Jahrhundert die Ureinwohner Lateinamerikas als "natürliche
Geschöpfe", die in einem unveränderten, geradezu geschichtslosen
Zustand wie im "irdischen Paradies" lebten, "sanft wie Kühe" - bis
eines Tages Kolumbus versehentlich in der Karibik anlandete und
alles zerstörte.
Der reumütige De Las Casas meinte es sicherlich gut, was nicht
heißt, dass er recht hatte. Er ist der Urheber des Bildes vom
edlen Wilden, ein Klischee, das die wissenschaftlichen und
pseudowissenschaftlichen Abhandlungen über das vorkolumbianische
Amerika ein halbes Jahrtausend lang geprägt hat - wie auch
Abenteuerromane, Hollywoodfilme und Schulbücher. Demnach traf
Kolumbus 1492 auf einen weitgehend
unberührten Kontinent, auf dem hier und dort kleine Stämme
siedelten. In den Prärien Nordamerikas jagten ökologisch
vorbildliche Indianer ihren Büffeln hinterher und weiter südlich
war abseits der Inka- und Aztekenreiche vor allem
menschenfeindlicher Dschungel. Zahlreiche neuere
Forschungsarbeiten, die der US-Autor Charles C. Mann in seinem
Buch "1491" zusammengetragen hat,
belegen, dass man all das getrost vergessen kann.
Lebten bis zu 20 Millionen Menschen im Tiefland Mittelamerikas?
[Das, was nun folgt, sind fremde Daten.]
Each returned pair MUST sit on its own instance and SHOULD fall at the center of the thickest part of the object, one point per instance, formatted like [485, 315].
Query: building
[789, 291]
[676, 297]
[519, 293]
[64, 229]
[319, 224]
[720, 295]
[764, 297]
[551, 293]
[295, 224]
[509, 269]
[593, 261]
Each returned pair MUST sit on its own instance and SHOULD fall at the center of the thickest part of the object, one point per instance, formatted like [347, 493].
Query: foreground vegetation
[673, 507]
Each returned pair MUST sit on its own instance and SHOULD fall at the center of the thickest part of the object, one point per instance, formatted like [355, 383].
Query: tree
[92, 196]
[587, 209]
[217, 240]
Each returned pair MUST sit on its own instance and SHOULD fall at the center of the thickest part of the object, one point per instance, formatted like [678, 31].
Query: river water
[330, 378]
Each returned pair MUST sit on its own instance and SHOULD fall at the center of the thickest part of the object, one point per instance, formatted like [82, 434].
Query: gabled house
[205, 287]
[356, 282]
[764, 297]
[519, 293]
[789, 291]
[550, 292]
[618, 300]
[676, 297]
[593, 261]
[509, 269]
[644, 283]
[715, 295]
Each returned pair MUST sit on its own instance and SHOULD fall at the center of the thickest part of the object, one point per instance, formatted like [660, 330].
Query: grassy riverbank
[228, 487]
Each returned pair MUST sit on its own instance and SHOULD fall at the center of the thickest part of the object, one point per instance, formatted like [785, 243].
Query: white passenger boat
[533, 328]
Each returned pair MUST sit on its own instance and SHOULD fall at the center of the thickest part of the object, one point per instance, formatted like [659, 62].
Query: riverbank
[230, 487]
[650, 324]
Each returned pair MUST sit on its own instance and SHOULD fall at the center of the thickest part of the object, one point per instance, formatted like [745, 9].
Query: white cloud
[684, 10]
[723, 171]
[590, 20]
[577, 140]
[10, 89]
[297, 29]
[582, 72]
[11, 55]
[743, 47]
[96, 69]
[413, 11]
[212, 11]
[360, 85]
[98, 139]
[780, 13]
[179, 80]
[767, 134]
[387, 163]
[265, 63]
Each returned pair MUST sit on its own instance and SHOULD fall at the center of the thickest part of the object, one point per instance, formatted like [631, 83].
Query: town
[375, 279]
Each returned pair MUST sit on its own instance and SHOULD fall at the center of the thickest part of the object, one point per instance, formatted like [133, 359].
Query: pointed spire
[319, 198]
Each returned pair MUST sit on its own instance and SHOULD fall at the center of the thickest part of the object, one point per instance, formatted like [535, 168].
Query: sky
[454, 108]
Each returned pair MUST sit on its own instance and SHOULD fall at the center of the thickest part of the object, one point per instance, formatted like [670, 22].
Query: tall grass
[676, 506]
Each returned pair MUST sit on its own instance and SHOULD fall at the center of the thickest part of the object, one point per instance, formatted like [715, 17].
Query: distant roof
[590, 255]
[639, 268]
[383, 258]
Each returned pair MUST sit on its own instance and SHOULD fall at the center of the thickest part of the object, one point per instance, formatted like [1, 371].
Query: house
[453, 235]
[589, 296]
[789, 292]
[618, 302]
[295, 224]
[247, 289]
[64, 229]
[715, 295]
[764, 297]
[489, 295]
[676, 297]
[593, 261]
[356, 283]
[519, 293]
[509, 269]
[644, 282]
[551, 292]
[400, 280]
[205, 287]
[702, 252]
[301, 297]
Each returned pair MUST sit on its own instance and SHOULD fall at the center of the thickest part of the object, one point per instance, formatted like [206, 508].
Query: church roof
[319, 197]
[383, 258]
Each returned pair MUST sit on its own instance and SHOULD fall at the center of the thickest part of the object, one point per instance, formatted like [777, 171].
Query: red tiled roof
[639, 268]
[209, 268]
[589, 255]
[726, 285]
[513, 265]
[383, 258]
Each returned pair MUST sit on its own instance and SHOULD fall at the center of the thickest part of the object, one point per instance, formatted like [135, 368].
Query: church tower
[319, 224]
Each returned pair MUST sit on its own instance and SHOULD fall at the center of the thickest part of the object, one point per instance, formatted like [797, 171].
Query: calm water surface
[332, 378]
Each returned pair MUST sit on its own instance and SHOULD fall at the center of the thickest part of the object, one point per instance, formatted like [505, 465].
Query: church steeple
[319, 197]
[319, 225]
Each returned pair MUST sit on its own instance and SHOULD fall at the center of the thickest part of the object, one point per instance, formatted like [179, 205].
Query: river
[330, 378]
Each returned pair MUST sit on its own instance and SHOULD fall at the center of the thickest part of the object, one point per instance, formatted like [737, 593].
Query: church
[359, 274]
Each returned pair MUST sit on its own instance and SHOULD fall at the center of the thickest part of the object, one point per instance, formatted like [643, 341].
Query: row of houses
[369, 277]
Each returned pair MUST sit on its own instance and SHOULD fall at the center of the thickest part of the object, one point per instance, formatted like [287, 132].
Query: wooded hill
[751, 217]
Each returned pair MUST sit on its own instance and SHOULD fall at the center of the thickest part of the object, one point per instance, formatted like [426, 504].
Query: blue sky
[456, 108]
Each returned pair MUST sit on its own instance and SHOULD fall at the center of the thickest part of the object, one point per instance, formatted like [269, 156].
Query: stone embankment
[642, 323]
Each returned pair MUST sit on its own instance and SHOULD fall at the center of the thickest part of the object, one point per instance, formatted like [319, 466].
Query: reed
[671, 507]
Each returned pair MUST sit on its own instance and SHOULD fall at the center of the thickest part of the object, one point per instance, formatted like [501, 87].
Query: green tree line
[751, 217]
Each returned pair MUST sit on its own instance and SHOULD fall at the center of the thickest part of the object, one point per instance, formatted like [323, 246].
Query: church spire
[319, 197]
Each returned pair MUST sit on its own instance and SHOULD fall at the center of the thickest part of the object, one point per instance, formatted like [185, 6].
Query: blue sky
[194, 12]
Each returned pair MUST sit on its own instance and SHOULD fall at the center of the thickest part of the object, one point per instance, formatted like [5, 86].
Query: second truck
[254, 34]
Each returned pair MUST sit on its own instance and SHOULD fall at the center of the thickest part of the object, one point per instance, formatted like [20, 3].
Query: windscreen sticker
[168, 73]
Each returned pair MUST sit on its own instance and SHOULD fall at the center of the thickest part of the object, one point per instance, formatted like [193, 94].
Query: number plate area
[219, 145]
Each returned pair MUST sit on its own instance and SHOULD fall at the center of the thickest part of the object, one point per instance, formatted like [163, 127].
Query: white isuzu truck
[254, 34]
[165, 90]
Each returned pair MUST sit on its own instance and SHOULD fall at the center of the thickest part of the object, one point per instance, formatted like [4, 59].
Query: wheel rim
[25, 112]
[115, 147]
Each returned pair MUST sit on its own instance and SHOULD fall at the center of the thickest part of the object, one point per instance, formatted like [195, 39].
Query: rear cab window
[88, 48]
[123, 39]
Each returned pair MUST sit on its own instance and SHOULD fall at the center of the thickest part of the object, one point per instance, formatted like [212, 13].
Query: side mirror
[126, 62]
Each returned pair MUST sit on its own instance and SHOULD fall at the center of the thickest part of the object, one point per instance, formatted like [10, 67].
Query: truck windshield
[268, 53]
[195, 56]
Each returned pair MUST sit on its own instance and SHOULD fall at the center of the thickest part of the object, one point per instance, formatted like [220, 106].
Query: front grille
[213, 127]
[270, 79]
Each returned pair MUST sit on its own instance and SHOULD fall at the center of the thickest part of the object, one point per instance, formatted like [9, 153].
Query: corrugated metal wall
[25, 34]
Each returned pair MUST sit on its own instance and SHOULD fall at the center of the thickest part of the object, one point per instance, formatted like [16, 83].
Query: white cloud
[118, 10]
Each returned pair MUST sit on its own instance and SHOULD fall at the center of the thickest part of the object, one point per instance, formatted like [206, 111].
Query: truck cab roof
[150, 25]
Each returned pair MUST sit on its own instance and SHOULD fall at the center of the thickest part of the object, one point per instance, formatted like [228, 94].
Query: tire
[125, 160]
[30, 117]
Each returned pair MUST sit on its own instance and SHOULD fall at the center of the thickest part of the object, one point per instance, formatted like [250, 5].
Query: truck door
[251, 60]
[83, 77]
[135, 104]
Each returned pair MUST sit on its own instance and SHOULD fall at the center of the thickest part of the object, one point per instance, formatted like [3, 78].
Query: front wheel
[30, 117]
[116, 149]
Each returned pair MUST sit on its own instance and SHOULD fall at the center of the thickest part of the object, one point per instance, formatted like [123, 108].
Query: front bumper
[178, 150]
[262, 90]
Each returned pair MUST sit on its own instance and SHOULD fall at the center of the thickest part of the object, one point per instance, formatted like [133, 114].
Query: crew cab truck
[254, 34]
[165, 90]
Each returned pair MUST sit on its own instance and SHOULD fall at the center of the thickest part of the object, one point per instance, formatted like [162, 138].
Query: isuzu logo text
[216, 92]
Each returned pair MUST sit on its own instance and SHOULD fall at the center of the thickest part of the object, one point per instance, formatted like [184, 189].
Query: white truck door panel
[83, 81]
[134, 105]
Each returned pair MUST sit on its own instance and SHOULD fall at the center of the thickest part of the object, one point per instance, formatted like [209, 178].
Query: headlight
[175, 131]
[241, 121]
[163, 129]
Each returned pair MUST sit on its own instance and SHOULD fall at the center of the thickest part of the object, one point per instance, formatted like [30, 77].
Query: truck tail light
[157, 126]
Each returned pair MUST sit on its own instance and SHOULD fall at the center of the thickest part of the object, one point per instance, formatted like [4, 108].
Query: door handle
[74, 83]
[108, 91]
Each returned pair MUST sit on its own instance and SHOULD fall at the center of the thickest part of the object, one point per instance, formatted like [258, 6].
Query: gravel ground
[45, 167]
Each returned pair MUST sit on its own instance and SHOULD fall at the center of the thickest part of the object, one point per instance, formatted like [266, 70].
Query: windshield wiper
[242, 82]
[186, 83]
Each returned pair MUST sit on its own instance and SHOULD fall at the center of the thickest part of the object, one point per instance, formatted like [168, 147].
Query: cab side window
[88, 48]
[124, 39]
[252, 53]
In der vergangenen Woche wurde allenthalben von einem
"Sensationsfund im Dschungel von Guatemala" berichtet. Ein
internationales Forscherteam hat dort laut National Geographic
rund 60 000 zuvor unbekannte
Maya-Ruinen entdeckt - die Spuren einer Megapolis unter dem
Blätterdach des Regenwaldes. Die Archäologen verwendeten nach
eigenen Angaben "eine völlig neue Laser-Technologie" namens Lidar,
mit der sich der Erdboden vom Hubschrauber aus abtasten lasse. So
entstanden eindrucksvolle, dreidimensionale Bilder der im zehnten
Jahrhundert mysteriös untergegangenen Maya-Hochkultur. Einer der
beteiligten Forscher, Stephen Houston von der Brown University in
Rhode Island, spricht von einem "Quantensprung der
Maya-Forschung". Die Entdeckung, bei der Houston angeblich
Freudentränen vergoss, deute darauf hin, dass Mitte des ersten
Jahrtausends n. Chr. 15 bis 20 Millionen Menschen in der Region
lebten, viermal so viele wie bisher vermutet.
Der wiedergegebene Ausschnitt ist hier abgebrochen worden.